A protester holds a banner representing the International Monetary Fund during a protest to mark the 20th

A protester holds a banner representing the International Monetary Fund during a protest to mark the 20th

Tens of thousands of protesters filled the center of Buenos Aires on Monday for the 20th

Around noon, dozens of trade unions, social movements and left-wing parties gathered on the Plaza de Mayo in front of the Presidential Palace on the occasion of the events of 2001.

On Sunday evening, the same groups held a vigil late into the night

Monday’s protest took place in an economic context very similar to that of 2001: high debt and an agreement with the International Monetary Fund – this time valued at $ 44 billion – which makes Argentines fear that austerity measures are on the way again .
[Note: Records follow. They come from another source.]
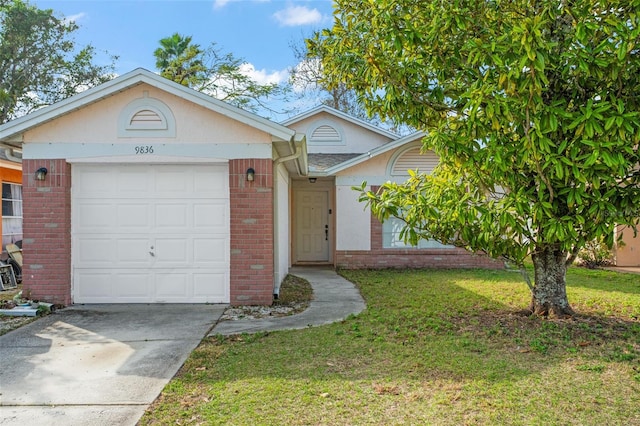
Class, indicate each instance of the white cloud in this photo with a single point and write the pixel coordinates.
(74, 18)
(219, 4)
(294, 16)
(263, 76)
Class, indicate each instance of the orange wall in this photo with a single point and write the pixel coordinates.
(9, 176)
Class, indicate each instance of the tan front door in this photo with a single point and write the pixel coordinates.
(312, 226)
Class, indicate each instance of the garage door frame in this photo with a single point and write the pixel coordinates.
(76, 288)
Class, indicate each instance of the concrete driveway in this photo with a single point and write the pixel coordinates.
(96, 364)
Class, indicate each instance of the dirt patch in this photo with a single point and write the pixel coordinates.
(295, 295)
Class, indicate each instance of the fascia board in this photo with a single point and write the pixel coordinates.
(374, 153)
(339, 114)
(132, 79)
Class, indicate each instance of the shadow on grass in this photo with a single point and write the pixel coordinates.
(432, 347)
(604, 280)
(422, 325)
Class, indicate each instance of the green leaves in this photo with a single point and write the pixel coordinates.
(539, 100)
(39, 62)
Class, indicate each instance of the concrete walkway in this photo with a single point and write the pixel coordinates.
(105, 364)
(334, 299)
(96, 364)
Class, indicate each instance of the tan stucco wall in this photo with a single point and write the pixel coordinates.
(359, 139)
(628, 253)
(98, 123)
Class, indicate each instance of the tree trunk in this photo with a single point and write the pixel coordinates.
(550, 288)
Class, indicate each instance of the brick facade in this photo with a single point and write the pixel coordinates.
(251, 232)
(381, 258)
(47, 231)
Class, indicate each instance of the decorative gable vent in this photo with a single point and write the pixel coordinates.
(326, 134)
(412, 159)
(146, 118)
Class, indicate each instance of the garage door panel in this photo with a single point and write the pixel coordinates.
(174, 183)
(174, 216)
(133, 250)
(133, 286)
(96, 215)
(100, 288)
(150, 233)
(132, 183)
(211, 216)
(172, 286)
(209, 251)
(172, 250)
(132, 215)
(96, 251)
(209, 286)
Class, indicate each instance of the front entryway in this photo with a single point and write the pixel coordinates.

“December 20th is a very important anniversary in Argentina,” Labor Party supporter Gabriel Solano told AFP.

“But 20 years later we are seeing a situation that is more or less the same: large-scale poverty, misery, and another pact with the IMF that threatens people with an adjustment plan.

“We came back here in Plaza de Mayo to say that we don’t want any further adjustment for the people.”
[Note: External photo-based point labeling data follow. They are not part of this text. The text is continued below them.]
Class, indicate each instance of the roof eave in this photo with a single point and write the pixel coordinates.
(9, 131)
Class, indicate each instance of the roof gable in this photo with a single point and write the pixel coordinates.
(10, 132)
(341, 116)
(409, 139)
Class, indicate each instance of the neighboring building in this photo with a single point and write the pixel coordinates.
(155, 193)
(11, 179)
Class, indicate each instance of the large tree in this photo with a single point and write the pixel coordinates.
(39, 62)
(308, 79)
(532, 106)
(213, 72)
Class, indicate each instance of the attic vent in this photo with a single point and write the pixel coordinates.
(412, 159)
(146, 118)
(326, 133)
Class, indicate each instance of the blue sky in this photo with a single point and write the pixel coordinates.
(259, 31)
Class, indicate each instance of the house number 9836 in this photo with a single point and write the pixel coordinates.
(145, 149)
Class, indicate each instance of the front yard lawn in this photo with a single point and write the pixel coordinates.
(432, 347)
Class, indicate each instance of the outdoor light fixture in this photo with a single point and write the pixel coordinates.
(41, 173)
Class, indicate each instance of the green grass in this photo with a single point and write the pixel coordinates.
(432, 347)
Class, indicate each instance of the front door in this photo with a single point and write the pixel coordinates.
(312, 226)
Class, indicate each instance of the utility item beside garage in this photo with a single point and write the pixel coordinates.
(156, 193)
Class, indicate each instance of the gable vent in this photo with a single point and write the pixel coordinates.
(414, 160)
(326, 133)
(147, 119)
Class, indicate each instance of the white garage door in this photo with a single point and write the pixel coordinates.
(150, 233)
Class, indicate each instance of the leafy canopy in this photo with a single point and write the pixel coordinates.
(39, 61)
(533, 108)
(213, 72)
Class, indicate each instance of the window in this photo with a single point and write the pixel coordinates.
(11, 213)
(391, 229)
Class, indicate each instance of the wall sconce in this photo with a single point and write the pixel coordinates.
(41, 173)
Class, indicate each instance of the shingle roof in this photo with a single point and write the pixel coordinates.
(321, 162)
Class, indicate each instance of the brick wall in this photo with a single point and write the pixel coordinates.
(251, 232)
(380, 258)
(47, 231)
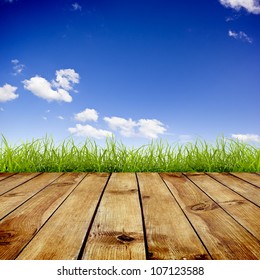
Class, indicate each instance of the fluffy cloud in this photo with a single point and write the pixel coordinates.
(17, 67)
(240, 35)
(43, 89)
(7, 93)
(252, 6)
(148, 128)
(66, 77)
(125, 127)
(87, 115)
(76, 7)
(89, 131)
(247, 137)
(57, 90)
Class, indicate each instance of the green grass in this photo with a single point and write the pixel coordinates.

Protesters held up banners denouncing the IMF and beating “conformists” – the politicians who advocate austerity measures to solve the country’s economic problems.

In December 2001, years of rising debt and austerity clashed in a liquidity crisis triggered by a capital flight that led to looting and rioting and within 48 hours President Fernando de la Rua resigned and escaped by helicopter.

His successor Adolfo Rodriguez Saa only lasted a week but still had time to impose the largest default in history: $ 100 billion.

The “Great Crisis” has left an ongoing trauma and constant fear among Argentines about the financial horrors that might happen next in a country with one of the highest inflation rates in the world and 42 percent poverty of 45 million people.

On Sunday, President Alberto Fernandez received the parents, friends and family of the victims of the 2001 event in the Presidential Palace for a tribute and for the unveiling of a plaque with the names of the 39 victims on the entrance gates.

The government also announced this week that a law would soon be submitted to parliament to compensate victims of police repression.